Parents and medical providers are being urged to exercise caution with prescription cough medicines as overdoses in children are on the rise.

The study, published in the Journal of Pediatrics, found that child poisonings involving the drug benzonate, sold under the brand name Thesalon, are increasing each year.

According to the study, the majority of unintended exposures involve children under 5 years of age.

Benzonatate is used as a cough suppressant in people age 10 and older.

Photo: Benzonatate, a prescription drug approved for cough relief in patients over 10 years of age.

FDA

Benzonatate, a drug approved for cough relief in patients over 10 years of age.

of The FDA says on its website It is pointed out that the safety and effectiveness of the drug for children under 10 years of age has not been established and that “accidental ingestion may be fatal” for children under 10 years of age.

Signs and symptoms of benzoate overdose may begin as soon as 15 minutes after ingestion and include choking, tremors, and restlessness; According to the FDA.

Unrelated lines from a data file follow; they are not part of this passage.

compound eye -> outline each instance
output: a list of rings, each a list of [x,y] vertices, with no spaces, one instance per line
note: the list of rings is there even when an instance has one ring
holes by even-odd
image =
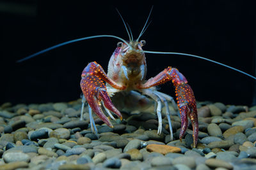
[[[121,47],[123,45],[123,42],[117,43],[117,46]]]
[[[146,41],[145,41],[145,40],[140,41],[140,43],[141,43],[142,46],[144,46],[146,45]]]

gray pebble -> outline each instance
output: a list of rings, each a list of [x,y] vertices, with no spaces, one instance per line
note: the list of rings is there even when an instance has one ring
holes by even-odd
[[[5,150],[8,150],[10,148],[14,148],[15,146],[15,145],[14,143],[8,142],[6,144],[6,146],[5,146]]]
[[[196,167],[196,162],[193,157],[186,156],[177,157],[174,159],[172,162],[173,164],[184,164],[190,168],[195,168]]]
[[[12,150],[20,150],[23,153],[29,153],[29,152],[34,152],[37,153],[38,148],[36,146],[31,145],[28,146],[18,146],[14,148],[10,148],[9,151]]]
[[[6,163],[24,161],[28,162],[30,157],[28,154],[22,152],[9,152],[4,154],[3,159]]]
[[[183,157],[184,155],[179,153],[168,153],[165,155],[165,157],[175,159],[180,157]]]
[[[54,146],[56,148],[58,148],[58,149],[60,149],[60,150],[64,150],[64,151],[67,151],[67,150],[71,149],[70,147],[69,147],[69,146],[67,146],[65,145],[60,144],[60,143],[55,143],[54,144]]]
[[[93,133],[87,133],[84,135],[84,137],[88,138],[92,140],[97,140],[98,139],[98,136]]]
[[[221,141],[222,139],[216,136],[207,136],[201,139],[201,143],[208,145],[214,141]]]
[[[76,160],[76,163],[77,164],[87,164],[88,162],[88,159],[84,157],[80,157],[80,158],[77,159]]]
[[[109,132],[113,132],[113,129],[108,126],[102,126],[98,129],[98,133],[99,134]]]
[[[256,158],[256,147],[249,148],[246,152],[250,158]]]
[[[244,127],[244,129],[246,129],[248,128],[253,127],[254,126],[253,124],[254,124],[253,121],[252,120],[243,120],[235,122],[232,124],[232,126],[241,125]]]
[[[238,156],[239,159],[242,159],[244,158],[248,158],[249,157],[249,154],[248,154],[246,152],[244,151],[241,151],[239,153],[239,155]]]
[[[72,120],[67,123],[64,124],[63,127],[67,129],[74,129],[76,127],[80,127],[81,129],[86,129],[88,125],[87,122],[84,120]]]
[[[194,148],[192,148],[192,151],[195,151],[195,152],[197,152],[198,153],[199,153],[201,156],[204,157],[204,153],[200,150]]]
[[[33,132],[29,138],[32,141],[37,141],[38,139],[48,138],[48,131],[45,129],[40,129]]]
[[[94,146],[93,149],[99,149],[99,150],[102,150],[104,151],[106,151],[109,150],[113,150],[114,149],[114,148],[108,145],[99,145]]]
[[[235,160],[237,157],[230,153],[231,152],[220,152],[216,153],[217,159],[220,159],[226,162],[231,162]],[[238,155],[238,153],[237,153]]]
[[[220,124],[219,127],[223,132],[225,132],[228,129],[230,129],[232,126],[227,123],[221,123]]]
[[[245,129],[244,132],[245,132],[245,135],[247,137],[248,137],[249,136],[250,136],[253,133],[256,132],[256,129],[248,128],[248,129]]]
[[[66,153],[72,153],[72,155],[80,155],[84,152],[86,149],[83,147],[75,148],[67,150]]]
[[[49,138],[47,139],[47,142],[44,145],[44,148],[51,148],[53,149],[55,148],[54,145],[58,143],[59,143],[59,141],[57,138]]]
[[[61,156],[65,154],[64,151],[63,151],[62,150],[58,150],[56,152],[58,155],[58,156]]]
[[[241,145],[244,143],[244,142],[247,141],[248,139],[246,138],[246,136],[245,136],[244,134],[239,132],[235,134],[235,136],[234,137],[234,143],[235,144],[239,144]]]
[[[192,134],[188,134],[185,136],[185,143],[186,143],[186,146],[187,148],[190,148],[190,146],[191,146],[191,144],[193,143],[193,139]]]
[[[156,157],[151,160],[151,166],[171,166],[172,159],[170,157]]]
[[[256,132],[254,132],[248,137],[249,141],[254,143],[256,141]]]
[[[185,152],[184,155],[187,157],[201,157],[202,155],[200,153],[198,153],[195,150],[188,150]],[[202,156],[204,156],[204,153],[202,153]]]
[[[196,166],[196,170],[211,170],[211,169],[205,164],[199,164]]]
[[[212,152],[212,150],[209,148],[205,148],[203,150],[203,153],[206,154],[210,153],[211,152]]]
[[[222,132],[220,127],[216,124],[211,124],[207,127],[208,133],[210,136],[218,138],[222,137]]]
[[[131,149],[137,149],[140,146],[141,141],[139,139],[132,139],[130,141],[124,149],[124,152],[126,152]]]
[[[111,168],[120,168],[121,167],[121,161],[117,158],[110,158],[103,162],[103,167]]]

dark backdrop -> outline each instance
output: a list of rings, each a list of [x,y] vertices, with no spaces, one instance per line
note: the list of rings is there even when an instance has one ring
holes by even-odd
[[[77,99],[83,68],[97,61],[107,71],[118,40],[86,40],[22,63],[15,60],[78,38],[113,34],[127,39],[115,8],[137,38],[152,6],[20,1],[0,1],[0,104]],[[147,41],[144,50],[198,55],[255,74],[255,11],[252,4],[245,1],[180,1],[154,6],[152,22],[141,37]],[[187,78],[198,101],[252,103],[255,81],[239,73],[186,56],[146,56],[147,78],[168,66],[175,67]],[[174,96],[170,83],[161,86],[160,90]]]

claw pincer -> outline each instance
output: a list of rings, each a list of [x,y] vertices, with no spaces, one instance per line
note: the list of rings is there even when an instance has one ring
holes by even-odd
[[[196,103],[194,93],[188,81],[179,71],[172,69],[167,71],[170,78],[175,87],[178,107],[180,114],[181,130],[179,138],[181,140],[188,126],[188,116],[191,120],[194,147],[197,145],[198,137],[198,121],[197,118]]]
[[[106,74],[96,62],[89,63],[84,69],[80,83],[83,93],[88,103],[95,114],[108,126],[113,127],[109,120],[103,113],[101,101],[106,108],[115,113],[122,119],[120,111],[114,106],[109,97],[103,80],[108,80]]]

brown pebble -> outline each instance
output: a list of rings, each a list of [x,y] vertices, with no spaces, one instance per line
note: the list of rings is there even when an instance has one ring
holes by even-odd
[[[29,114],[29,115],[31,115],[31,116],[33,116],[33,115],[35,115],[39,114],[39,113],[40,113],[40,112],[39,110],[32,110],[32,109],[30,109],[30,110],[28,111],[28,114]]]
[[[218,152],[223,152],[223,151],[221,148],[215,148],[212,149],[212,152],[215,153],[217,153]]]
[[[16,141],[15,145],[16,145],[16,146],[22,146],[23,145],[21,141]]]
[[[205,164],[212,168],[216,168],[216,167],[225,167],[228,169],[232,169],[233,166],[228,163],[225,162],[222,160],[215,159],[209,159],[205,160]]]
[[[180,148],[178,147],[157,144],[148,145],[146,148],[148,152],[156,152],[164,155],[170,152],[177,153],[181,152]]]
[[[229,128],[228,130],[224,132],[223,136],[225,138],[228,138],[231,135],[236,134],[238,132],[243,132],[244,130],[244,127],[241,125],[237,125]]]
[[[77,139],[77,145],[83,145],[84,143],[90,143],[91,142],[91,139],[86,137],[81,137]]]
[[[244,146],[241,145],[241,146],[239,146],[239,150],[240,150],[240,152],[241,152],[241,151],[246,151],[247,150],[248,150],[248,148],[246,147],[246,146]]]
[[[140,150],[138,149],[131,149],[126,152],[127,153],[131,155],[131,160],[143,160],[143,156]]]
[[[254,147],[253,143],[252,143],[252,142],[250,142],[250,141],[244,142],[244,143],[243,143],[243,146],[244,146],[245,147],[248,147],[248,148]]]

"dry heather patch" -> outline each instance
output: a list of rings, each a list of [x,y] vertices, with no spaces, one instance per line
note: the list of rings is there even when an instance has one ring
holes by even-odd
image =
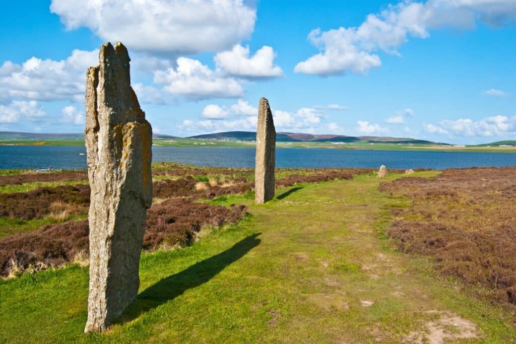
[[[203,182],[198,182],[195,185],[196,191],[204,191],[208,189],[208,186]]]
[[[78,214],[86,211],[89,202],[89,186],[80,184],[0,193],[0,216],[30,220],[41,219],[52,211]],[[52,208],[59,206],[62,208],[58,210]]]
[[[153,250],[189,244],[203,226],[217,228],[236,223],[245,215],[245,206],[225,207],[174,199],[154,204],[147,212],[143,248]],[[19,275],[74,261],[87,264],[88,221],[46,226],[32,232],[0,239],[0,276]]]
[[[434,257],[445,277],[516,304],[515,175],[516,167],[450,169],[382,183],[381,190],[412,201],[392,209],[388,235],[404,252]]]
[[[21,174],[0,176],[0,186],[20,185],[36,182],[71,182],[87,179],[88,173],[85,171],[67,171],[39,173],[27,172]]]

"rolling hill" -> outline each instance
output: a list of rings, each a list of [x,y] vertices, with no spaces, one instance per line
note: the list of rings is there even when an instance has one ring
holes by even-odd
[[[236,140],[254,141],[256,139],[255,132],[224,132],[190,136],[187,138],[204,140]],[[381,137],[377,136],[346,136],[334,134],[314,135],[297,133],[279,132],[276,134],[278,142],[353,142],[360,141],[370,143],[414,143],[420,144],[447,144],[424,140],[416,140],[407,138]]]

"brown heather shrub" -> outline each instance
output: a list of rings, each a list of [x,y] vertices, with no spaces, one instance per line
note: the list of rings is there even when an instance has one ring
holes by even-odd
[[[147,212],[143,248],[152,250],[163,244],[189,244],[204,226],[220,227],[236,223],[245,215],[241,205],[228,209],[191,200],[174,199],[154,204]],[[75,261],[87,261],[88,221],[47,225],[34,232],[0,238],[0,276],[19,274]]]
[[[204,191],[208,189],[208,185],[203,182],[198,182],[195,184],[196,191]]]
[[[207,190],[197,191],[198,181],[191,176],[154,183],[154,197],[159,202],[155,202],[147,213],[143,242],[143,248],[147,250],[189,244],[204,227],[220,227],[225,223],[236,223],[246,212],[245,206],[228,209],[195,201],[200,198],[212,199],[222,195],[244,193],[254,187],[253,182],[248,182],[244,177],[235,176],[237,172],[247,171],[245,170],[183,168],[182,171],[174,171],[178,173],[195,171],[196,174],[200,171],[209,171],[210,174],[214,171],[224,171],[226,173],[223,174],[226,177],[221,180],[224,181],[225,184]],[[282,187],[299,183],[349,179],[354,175],[371,171],[306,169],[302,172],[309,174],[293,173],[277,179],[276,185]],[[89,192],[88,186],[77,185],[40,188],[18,194],[0,194],[0,214],[6,214],[0,216],[33,219],[48,216],[52,211],[84,213],[89,205]],[[6,202],[6,200],[9,202]],[[8,276],[11,271],[20,272],[31,269],[37,271],[74,261],[84,264],[87,261],[85,253],[89,248],[88,236],[88,221],[85,220],[46,226],[34,232],[0,238],[0,276]]]
[[[56,203],[58,202],[58,203]],[[0,216],[18,218],[24,220],[41,219],[53,210],[51,206],[69,204],[63,206],[71,214],[86,212],[90,202],[90,187],[77,184],[57,186],[55,188],[38,188],[24,192],[0,193]]]
[[[409,208],[393,209],[388,231],[401,251],[432,256],[444,276],[516,304],[516,167],[446,170],[380,189],[412,200]]]
[[[20,185],[36,182],[71,182],[88,179],[85,171],[66,171],[60,172],[29,173],[14,175],[0,176],[0,186]]]

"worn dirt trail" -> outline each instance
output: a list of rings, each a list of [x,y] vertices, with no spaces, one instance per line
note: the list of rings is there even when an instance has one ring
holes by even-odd
[[[51,271],[38,286],[20,282],[4,304],[23,300],[32,313],[0,315],[0,329],[23,319],[9,330],[37,323],[46,331],[37,339],[55,342],[516,342],[510,315],[383,238],[389,207],[406,201],[377,191],[380,181],[361,175],[277,190],[266,204],[249,205],[251,217],[236,228],[143,255],[138,301],[107,334],[80,333],[87,276],[78,268],[55,277],[73,299],[52,294]],[[63,308],[73,314],[66,324]]]

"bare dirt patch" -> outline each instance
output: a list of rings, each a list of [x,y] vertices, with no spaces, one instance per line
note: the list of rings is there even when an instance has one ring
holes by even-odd
[[[424,331],[411,332],[407,342],[443,344],[459,339],[472,339],[480,337],[476,326],[469,320],[449,312],[429,311],[428,314],[439,315],[437,320],[425,323]]]
[[[381,190],[412,201],[392,209],[387,234],[401,251],[434,257],[445,277],[516,304],[515,176],[516,167],[450,169],[382,183]]]

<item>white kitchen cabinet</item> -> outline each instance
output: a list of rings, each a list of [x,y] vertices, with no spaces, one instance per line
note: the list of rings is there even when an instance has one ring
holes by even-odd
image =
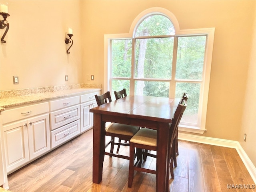
[[[0,134],[1,135],[1,134]],[[8,186],[7,174],[5,168],[5,164],[4,164],[3,150],[2,148],[1,138],[0,138],[0,186],[4,188]]]
[[[8,173],[50,150],[48,113],[48,102],[2,112]]]
[[[81,96],[81,132],[85,132],[93,126],[93,114],[90,110],[98,106],[95,95],[99,95],[97,92]]]
[[[24,120],[3,126],[7,172],[29,161],[26,124]]]
[[[80,103],[79,96],[50,102],[52,149],[81,133]]]
[[[27,123],[31,160],[50,149],[49,114],[28,119]]]

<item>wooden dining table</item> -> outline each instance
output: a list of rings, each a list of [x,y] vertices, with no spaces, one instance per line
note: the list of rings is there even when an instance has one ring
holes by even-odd
[[[168,192],[168,140],[170,124],[179,99],[128,96],[93,108],[92,181],[99,184],[102,178],[105,154],[105,123],[116,122],[157,130],[156,191]],[[128,170],[127,170],[128,172]]]

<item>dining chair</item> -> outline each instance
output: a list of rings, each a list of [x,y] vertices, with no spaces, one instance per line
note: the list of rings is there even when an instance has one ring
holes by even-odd
[[[114,91],[114,93],[115,94],[116,99],[117,100],[127,96],[127,94],[126,94],[126,90],[125,89],[123,89],[122,90],[119,91]]]
[[[182,100],[181,103],[178,105],[172,119],[172,122],[170,125],[170,132],[169,138],[169,152],[168,153],[168,162],[170,163],[169,169],[172,178],[174,179],[173,172],[173,164],[176,162],[175,150],[175,138],[177,135],[178,127],[184,111],[187,106],[186,102]],[[134,171],[146,172],[157,175],[158,170],[152,170],[141,167],[143,158],[142,149],[156,151],[156,155],[153,155],[148,152],[147,155],[157,158],[158,152],[157,150],[157,134],[156,130],[148,129],[140,129],[130,140],[130,163],[129,166],[129,176],[128,179],[128,187],[131,188],[134,177]],[[134,164],[135,148],[137,149],[137,161]]]
[[[114,91],[114,94],[115,95],[116,99],[117,100],[118,99],[120,99],[121,98],[123,98],[127,96],[127,94],[126,94],[126,90],[125,88],[124,88],[119,91]],[[119,143],[121,143],[121,139],[119,138],[118,139],[118,142]],[[127,143],[127,141],[124,141],[124,142],[125,143]],[[117,153],[118,153],[119,152],[120,148],[120,145],[118,145],[117,150],[116,150]]]
[[[184,99],[186,101],[188,100],[188,94],[187,93],[184,92],[182,94],[182,96],[181,99],[180,99],[180,103],[181,103],[182,101],[182,100]],[[176,141],[175,141],[176,143],[176,155],[179,155],[179,149],[178,146],[178,132],[177,132],[177,135],[176,136]]]
[[[101,95],[95,95],[95,96],[98,106],[112,101],[109,91]],[[105,154],[109,155],[110,157],[114,156],[123,159],[129,159],[129,156],[120,155],[117,153],[119,152],[120,145],[129,146],[129,143],[119,142],[116,142],[115,141],[115,138],[118,138],[119,141],[120,141],[123,140],[129,142],[139,129],[139,127],[118,123],[112,123],[109,126],[107,126],[105,129],[105,135],[110,136],[111,139],[110,141],[106,144],[105,148],[111,144],[110,152],[110,153],[105,151]],[[118,146],[117,153],[113,152],[114,145],[117,145]]]

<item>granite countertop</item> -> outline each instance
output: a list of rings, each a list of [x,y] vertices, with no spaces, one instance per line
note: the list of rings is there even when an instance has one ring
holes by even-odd
[[[28,92],[26,89],[25,92]],[[86,94],[101,90],[98,88],[76,87],[76,88],[56,89],[54,91],[47,91],[52,89],[44,89],[45,92],[38,91],[38,93],[30,92],[29,94],[16,95],[13,94],[7,97],[0,98],[0,111],[4,110],[4,108],[43,101],[50,99],[72,96],[81,94]]]

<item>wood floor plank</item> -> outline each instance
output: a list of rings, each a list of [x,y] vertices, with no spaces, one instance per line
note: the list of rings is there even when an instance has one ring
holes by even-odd
[[[214,159],[225,159],[224,154],[222,152],[223,147],[211,145],[210,146],[212,158]]]
[[[203,192],[204,190],[204,188],[202,172],[190,170],[188,177],[188,191],[189,192]]]
[[[199,148],[189,150],[190,170],[202,172],[202,162]]]
[[[221,192],[215,167],[202,164],[204,184],[205,192]]]
[[[234,156],[237,153],[236,150],[231,148],[226,148],[223,150],[223,152],[231,176],[240,178],[245,178],[245,176],[239,163],[236,159],[235,158],[234,158]]]
[[[175,175],[188,178],[189,150],[188,148],[180,147],[179,155],[177,156],[177,167],[174,166]]]
[[[202,144],[200,148],[202,164],[214,166],[210,146]]]
[[[188,191],[188,179],[175,176],[170,184],[170,192],[184,192]]]
[[[236,191],[228,188],[228,185],[233,184],[234,182],[225,160],[214,159],[214,160],[222,191]]]
[[[58,174],[57,174],[53,177],[52,178],[45,183],[43,186],[41,186],[36,190],[30,191],[31,191],[31,192],[55,191],[63,181],[68,178],[70,175],[73,174],[74,172],[74,171],[69,169],[64,169]],[[29,191],[27,191],[27,192],[29,192]]]

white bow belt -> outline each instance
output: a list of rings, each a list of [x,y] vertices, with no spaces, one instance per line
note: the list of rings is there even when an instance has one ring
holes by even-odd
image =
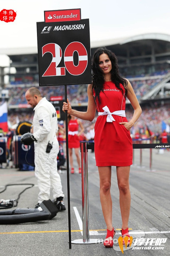
[[[104,112],[99,112],[98,116],[105,116],[107,115],[106,121],[109,123],[112,123],[113,121],[115,120],[114,118],[112,115],[115,115],[116,116],[124,116],[126,117],[126,114],[125,110],[118,110],[117,111],[114,111],[114,112],[111,113],[109,110],[109,108],[107,106],[104,107],[102,108],[102,109],[104,110]]]
[[[70,135],[73,135],[73,136],[76,134],[78,134],[78,131],[75,131],[74,132],[71,132],[71,131],[69,131],[68,132],[68,134]]]

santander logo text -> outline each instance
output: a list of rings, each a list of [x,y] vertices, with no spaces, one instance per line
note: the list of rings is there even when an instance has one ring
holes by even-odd
[[[45,11],[45,22],[80,20],[80,9]]]

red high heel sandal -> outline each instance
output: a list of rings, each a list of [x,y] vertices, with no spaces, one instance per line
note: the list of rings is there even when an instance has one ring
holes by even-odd
[[[113,239],[109,240],[107,239],[107,238],[110,236],[111,236],[113,238],[115,233],[113,228],[111,231],[109,230],[109,229],[107,229],[107,235],[103,243],[104,245],[106,248],[111,248],[113,247]]]
[[[122,233],[122,238],[123,238],[122,241],[123,245],[125,244],[126,246],[129,246],[130,243],[130,235],[129,233],[128,228],[126,228],[126,229],[123,229],[122,228],[121,230],[121,232]],[[124,239],[126,236],[128,236],[128,237],[129,237],[128,241],[127,241],[126,243],[125,243],[125,240]]]
[[[73,174],[74,173],[74,168],[71,168],[71,173],[72,174]]]

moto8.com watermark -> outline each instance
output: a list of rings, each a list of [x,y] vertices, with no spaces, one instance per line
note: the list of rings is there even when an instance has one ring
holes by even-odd
[[[120,233],[121,235],[121,233]],[[113,238],[113,249],[117,252],[124,252],[130,249],[132,250],[163,250],[167,238],[145,238],[144,232],[140,230],[133,230],[129,232],[133,241],[129,246],[123,247],[120,244],[120,237]]]

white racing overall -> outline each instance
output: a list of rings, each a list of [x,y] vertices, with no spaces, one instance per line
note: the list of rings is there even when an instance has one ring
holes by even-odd
[[[34,108],[33,120],[34,141],[35,175],[40,190],[38,203],[50,199],[50,188],[53,198],[64,195],[61,180],[57,172],[57,157],[59,151],[56,137],[58,128],[55,109],[44,97]],[[48,142],[52,148],[49,153],[46,152]]]

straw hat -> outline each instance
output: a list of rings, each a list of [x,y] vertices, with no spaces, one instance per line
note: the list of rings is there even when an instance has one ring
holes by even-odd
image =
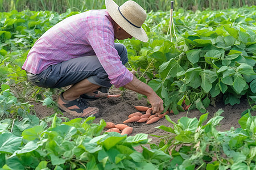
[[[147,18],[142,7],[133,1],[126,1],[121,6],[113,0],[106,0],[105,3],[109,15],[126,32],[143,42],[148,40],[141,27]]]

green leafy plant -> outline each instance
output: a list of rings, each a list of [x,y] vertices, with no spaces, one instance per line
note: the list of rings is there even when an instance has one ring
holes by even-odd
[[[134,169],[147,167],[163,169],[171,156],[158,150],[143,147],[142,152],[133,148],[148,142],[147,135],[134,137],[115,132],[103,133],[106,126],[95,117],[76,118],[62,122],[57,114],[47,128],[36,121],[20,135],[9,132],[6,122],[0,122],[0,167],[5,169]],[[23,123],[24,124],[24,123]]]
[[[223,110],[208,119],[208,113],[196,118],[181,117],[177,123],[168,115],[166,118],[173,128],[159,126],[167,133],[158,146],[151,148],[172,156],[171,169],[254,169],[256,163],[256,116],[250,112],[238,121],[241,128],[218,131],[216,129],[223,119]]]

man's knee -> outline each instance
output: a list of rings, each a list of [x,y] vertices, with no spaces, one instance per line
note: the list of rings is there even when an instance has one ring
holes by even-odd
[[[125,65],[128,61],[127,49],[125,46],[121,44],[115,43],[115,48],[120,56],[122,64]]]

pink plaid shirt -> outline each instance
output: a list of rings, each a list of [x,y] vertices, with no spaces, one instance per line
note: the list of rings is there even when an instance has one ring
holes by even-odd
[[[90,10],[59,22],[38,39],[22,69],[39,74],[51,65],[82,56],[96,55],[117,87],[133,80],[114,48],[113,21],[106,10]]]

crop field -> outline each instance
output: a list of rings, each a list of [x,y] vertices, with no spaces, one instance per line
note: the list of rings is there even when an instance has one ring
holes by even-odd
[[[152,8],[142,26],[147,42],[116,40],[127,49],[126,66],[167,113],[150,125],[126,123],[134,131],[123,135],[105,132],[106,125],[146,114],[134,107],[150,107],[144,96],[113,87],[121,97],[91,101],[102,117],[71,117],[57,108],[63,89],[32,86],[21,69],[38,39],[81,12],[41,3],[20,10],[24,1],[14,3],[0,6],[10,9],[0,12],[1,170],[256,169],[256,6],[186,7],[192,11],[177,3],[172,20],[169,6]],[[229,126],[218,128],[225,120]]]

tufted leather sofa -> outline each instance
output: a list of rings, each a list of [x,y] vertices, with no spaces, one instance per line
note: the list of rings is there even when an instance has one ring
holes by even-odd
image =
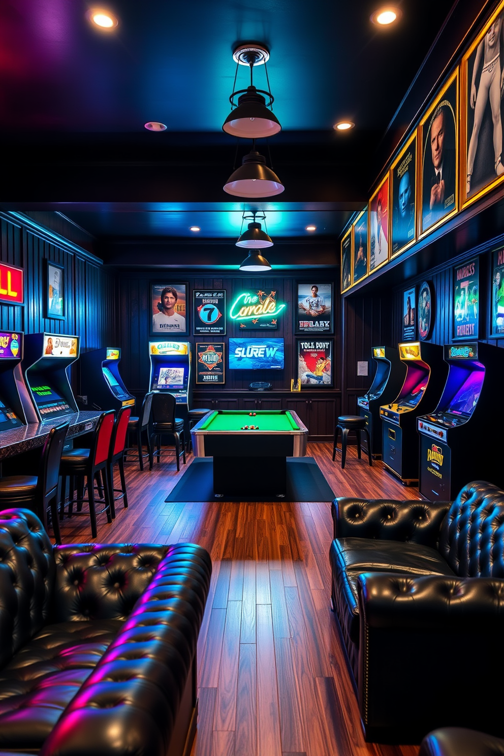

Convulsions, coma and heart failure have stopped within an hour of taking benzonate, which comes in capsule form, the agency said.

The American Academy of Pediatrics (AAP) says it’s especially important not to give cough medicine to children with asthma at any age, because the ingredients in the medicine can cause severe exacerbations.

Doctors recommend honey alone or with warm water or tea to relieve cough symptoms in children over 2 years old. But be careful that this is dangerous for children under 2 years old due to the risk of botulism.

The study calls on doctors and health care providers who prescribe benzonate to provide detailed guidance on the proper administration and storage of the drug.

Parents are also urged to keep the medicine out of the reach of children.

“Access to medical products in the home increases the risk of inadvertent ingestion in young children because oral exploration is a normal part of development in infants, and young children can be tricked into eating candy-like objects,” the study authors wrote.

The recommendations include keeping medicines out of the sight and reach of children by storing them in their original packages in locked cabinets or containers.

Parents should not leave their children alone with medication, and babysitters, grandparents and other caregivers should be reminded to keep bags or jackets containing medication out of children’s reach, according to AAP.

When giving your child any medication, the AAP recommends doing it away from a common area of ​​the home and following directions exactly, paying attention to the correct dosage and strength. Talk to your child’s pediatrician before giving your child any new medication, or with any questions or concerns about medication use.